There are many guides for giving feedback. The Center for Creative Leadership developed a feedback technique called Situation-Behavior-Impact (S-B-I).¹ Similar to performance notes, it is simple, direct, and timely. Step 1: Capture the situation (S). Step 2: Describe the behavior (B). Step 3: Deliver the impact (I). For example, I have given the following feedback to many fellows when they are working with the resident: (S) “This morning when you two were finishing the repair, (B) you were talking about the lack of efficiency of the clinic in another hospital. (I) It made me uncomfortable because I believe the patient is the center of attention, and yet this was not a conversation that included him. I also worried that he would become nervous or anxious to hear about problems in a medical facility.” Another conversation could go: (S) “This morning with the patient with the eyelid tumor, (B) you told the patient that you would send the eye surgeon a photo so she could be prepared for the repair, and (I) I noticed the patient’s hands immediately relaxed.”

These are straightforward examples.
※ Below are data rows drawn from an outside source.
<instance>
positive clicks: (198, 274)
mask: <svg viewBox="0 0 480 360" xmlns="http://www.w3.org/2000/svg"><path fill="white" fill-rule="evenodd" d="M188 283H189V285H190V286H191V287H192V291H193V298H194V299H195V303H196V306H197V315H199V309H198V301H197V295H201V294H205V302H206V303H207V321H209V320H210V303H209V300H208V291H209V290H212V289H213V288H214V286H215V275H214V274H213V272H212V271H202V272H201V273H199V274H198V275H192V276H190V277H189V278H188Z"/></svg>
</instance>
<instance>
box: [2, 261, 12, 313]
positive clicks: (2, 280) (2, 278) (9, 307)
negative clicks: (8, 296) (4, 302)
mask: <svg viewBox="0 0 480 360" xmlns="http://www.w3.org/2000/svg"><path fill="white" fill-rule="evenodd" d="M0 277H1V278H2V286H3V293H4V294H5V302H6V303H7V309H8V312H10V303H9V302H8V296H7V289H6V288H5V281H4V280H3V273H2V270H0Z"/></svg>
There are more complicated situations that seem to require longer analysis; however, if we acquire the habit of immediate and specific feedback, there will be less need for more difficult conversations. Situation-Behavior-Impact is about behavior; it is not judgmental of the person, and it leaves room for the recipient to think about what happened without being defensive and to take action to create productive behaviors and improve performance. The Center for Creative Leadership recommends that feedback be framed as an observation, which further diminishes the development of a defensive rejection of the information.¹

Feedback is such an important loop for all of us professionally and personally because it is the mechanism that gives us the opportunity to improve our performance, so why don’t we always hear it in a constructive thought-provoking way? Stone and Heen² point out 3 triggers that escalate rejection of feedback: truth, relationship, and identity. They also can be described as immediate reactions: “You are wrong about your assessment,” “I don’t like you anyway,” and “You’re messing with who I am.” For those of you who want to up your game in any of your professional or personal arenas, Thanks for the Feedback: The Science and Art of Receiving Feedback Well² will open you up to seek out and take in feedback. Feedback-seeking behavior has been linked to higher job satisfaction, greater creativity on the job, and faster adaptation to change, while negative feedback has been linked to improved job performance.³ Interestingly, it also helps in our personal lives; a husband’s openness to influence and input from his spouse is a key predictor of marital health and stability^.4

In an effort to decrease resistance to hearing feedback, there are proponents of the sandwich technique in which a positive comment is made, then the negative feedback is given, followed by another positive comment. In my experience, this technique does not work. First, you have to give some thought to the appropriate items to bring to the discussion, so the conversation might be delayed long enough to obscure the memory of the details involved in the situations. Second, if you employ it often, the receiver tenses up with the first positive comment, knowing a negative comment will ensue, and so he/she is primed to reject the feedback before it is even offered. Finally, it confuses the priorities for the conversation. However, working over time to give more positive feedback than negative feedback (an average of 4–5 to 1) allows for the development of trust and mutual respect and quiets the urge to immediately reject the negative messages. In my experience, positive feedback is especially effective in creating engagement as well as validating and promoting desirable behaviors. Physicians may have to work deliberately to offer positive feedback because it is more natural for us to diagnose problems than to identify good health.

What impresses me most about the theater culture surrounding notes is that giving and receiving feedback is an expected element of the artistic process. As practitioners, wouldn’t we as well as our patients benefit if the culture of medicine also expected that we were giving each other feedback on a daily basis?